The Analysis of PTPN6 for Bladder Cancer: An Exploratory Study Based on TCGA

Abstract EN

PTPN6 (protein tyrosine phosphatase nonreceptor type 6), a tyrosine phosphatase, is known to be signaling molecules that regulate a variety of cellular processes including cell growth, differentiation, mitotic cycle, and oncogenic transformation.

Previous studies have demonstrated that PTPN6 expression is relatively elevated in several malignancies.

However, the role of PTPN6 in bladder cancer (BC) remains unclear.

The purpose of this study was to explore the prognostic value of PTPN6 in BC.

RNA-seq data from The Cancer Genome Atlas (TCGA) was used to identify the expression level of PTPN6 in BC.

The relationship between clinical pathologic features and PTPN6 were analyzed with the Wilcoxon signed-rank test.

The prognostic and predictive value of PTPN6 was evaluated by survival analysis and nomogram.

Gene Set Enrichment Analysis (GSEA) was conducted to explore the potential molecular mechanisms of PTPN6 in BC.

Finally, Tumor Immune Estimation Resource (TIMER) was applied to investigate the relationship between PTPN6 and immune cell infiltration in the tumor microenvironment.

Results indicated that PTPN6 was overexpressed in BC tissues compared with normal bladder tissues and was significantly correlated with grade, stage, T, and N.

Survival analysis showed that low expression of PTPN6 was significantly related to the poor overall survival (OS) in BC patients.

Coexpression analysis showed that PTPN6 and TNFRSF14 (Tumor necrosis factor receptor superfamily member 14) have a close correlation in BC.
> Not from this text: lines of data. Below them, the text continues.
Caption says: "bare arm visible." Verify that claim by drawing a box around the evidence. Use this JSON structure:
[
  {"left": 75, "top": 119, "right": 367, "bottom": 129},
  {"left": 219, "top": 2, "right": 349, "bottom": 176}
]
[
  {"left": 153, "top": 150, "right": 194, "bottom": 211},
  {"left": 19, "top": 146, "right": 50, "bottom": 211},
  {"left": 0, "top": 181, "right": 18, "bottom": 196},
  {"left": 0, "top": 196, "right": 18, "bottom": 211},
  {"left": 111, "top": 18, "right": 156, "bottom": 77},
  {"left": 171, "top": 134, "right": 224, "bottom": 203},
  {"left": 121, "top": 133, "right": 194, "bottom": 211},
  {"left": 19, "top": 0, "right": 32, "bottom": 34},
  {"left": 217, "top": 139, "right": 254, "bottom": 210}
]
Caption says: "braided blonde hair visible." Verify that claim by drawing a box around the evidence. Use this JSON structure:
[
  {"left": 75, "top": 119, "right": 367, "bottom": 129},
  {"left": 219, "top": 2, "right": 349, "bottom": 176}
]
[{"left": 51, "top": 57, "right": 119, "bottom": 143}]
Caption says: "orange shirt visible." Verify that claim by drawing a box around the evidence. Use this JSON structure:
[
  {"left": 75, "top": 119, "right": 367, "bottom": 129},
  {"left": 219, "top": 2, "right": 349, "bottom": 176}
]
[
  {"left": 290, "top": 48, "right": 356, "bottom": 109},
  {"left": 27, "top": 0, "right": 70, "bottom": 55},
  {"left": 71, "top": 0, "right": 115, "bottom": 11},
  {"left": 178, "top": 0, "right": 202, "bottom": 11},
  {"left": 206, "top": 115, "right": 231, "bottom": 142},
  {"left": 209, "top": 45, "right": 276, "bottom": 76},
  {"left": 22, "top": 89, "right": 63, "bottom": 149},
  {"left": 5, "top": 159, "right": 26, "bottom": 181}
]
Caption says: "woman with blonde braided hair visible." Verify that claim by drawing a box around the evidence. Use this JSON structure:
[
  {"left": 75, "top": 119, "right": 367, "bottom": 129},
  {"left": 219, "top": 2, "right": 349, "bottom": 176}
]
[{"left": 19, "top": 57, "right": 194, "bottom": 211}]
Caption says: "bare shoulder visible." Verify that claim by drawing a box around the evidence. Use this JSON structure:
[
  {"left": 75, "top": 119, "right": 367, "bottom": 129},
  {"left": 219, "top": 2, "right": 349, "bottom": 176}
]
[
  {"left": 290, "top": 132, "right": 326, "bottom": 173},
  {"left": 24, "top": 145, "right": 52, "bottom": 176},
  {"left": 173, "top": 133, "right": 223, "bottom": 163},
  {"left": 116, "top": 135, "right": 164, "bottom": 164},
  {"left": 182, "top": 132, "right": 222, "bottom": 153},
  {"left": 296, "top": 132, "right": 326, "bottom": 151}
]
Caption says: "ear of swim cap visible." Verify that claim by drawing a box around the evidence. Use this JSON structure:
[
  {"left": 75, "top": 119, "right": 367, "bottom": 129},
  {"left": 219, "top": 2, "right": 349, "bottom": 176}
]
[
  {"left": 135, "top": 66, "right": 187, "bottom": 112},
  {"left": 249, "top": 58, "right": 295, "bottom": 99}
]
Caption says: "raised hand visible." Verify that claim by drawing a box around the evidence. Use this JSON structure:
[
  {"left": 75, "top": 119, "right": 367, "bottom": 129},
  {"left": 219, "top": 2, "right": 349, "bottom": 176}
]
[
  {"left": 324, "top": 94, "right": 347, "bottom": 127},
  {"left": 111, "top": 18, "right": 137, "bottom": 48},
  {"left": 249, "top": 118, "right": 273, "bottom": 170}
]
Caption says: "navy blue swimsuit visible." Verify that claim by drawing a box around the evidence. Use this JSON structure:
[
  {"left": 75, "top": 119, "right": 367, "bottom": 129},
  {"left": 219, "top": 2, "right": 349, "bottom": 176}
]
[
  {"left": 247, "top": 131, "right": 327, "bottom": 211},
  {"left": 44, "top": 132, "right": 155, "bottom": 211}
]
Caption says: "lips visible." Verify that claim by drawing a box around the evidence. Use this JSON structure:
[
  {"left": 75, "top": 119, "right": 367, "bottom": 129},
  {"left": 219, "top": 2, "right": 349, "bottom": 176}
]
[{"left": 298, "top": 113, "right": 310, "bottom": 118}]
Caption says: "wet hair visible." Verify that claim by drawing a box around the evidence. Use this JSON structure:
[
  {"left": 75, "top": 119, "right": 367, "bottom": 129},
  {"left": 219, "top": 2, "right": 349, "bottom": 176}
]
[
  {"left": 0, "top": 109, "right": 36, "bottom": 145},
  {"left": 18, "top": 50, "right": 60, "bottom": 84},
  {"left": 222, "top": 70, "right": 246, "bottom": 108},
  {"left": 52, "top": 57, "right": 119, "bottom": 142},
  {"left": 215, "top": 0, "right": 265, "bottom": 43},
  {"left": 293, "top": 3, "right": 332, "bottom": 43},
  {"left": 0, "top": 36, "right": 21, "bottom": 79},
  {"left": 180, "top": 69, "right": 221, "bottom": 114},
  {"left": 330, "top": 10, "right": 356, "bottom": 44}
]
GSEA showed that multiple cancer-associated signaling pathways are differentially enriched in the PTPN6 high expression phenotype.

Moreover, the expression level of PTPN6 was positively associated with the infiltration of B cells, CD4+T cells, dendritic cells, and neutrophils and negatively associated with CD8+ T cells and macrophages in BC.

In conclusion, we identified that PTPN6 may be a novel prognostic biomarker in BC based on the TCGA database.

Further clinical trials are needed to confirm our observations and mechanisms underlying the prognostic value of PTPN6 in BC also deserve further experimental exploration.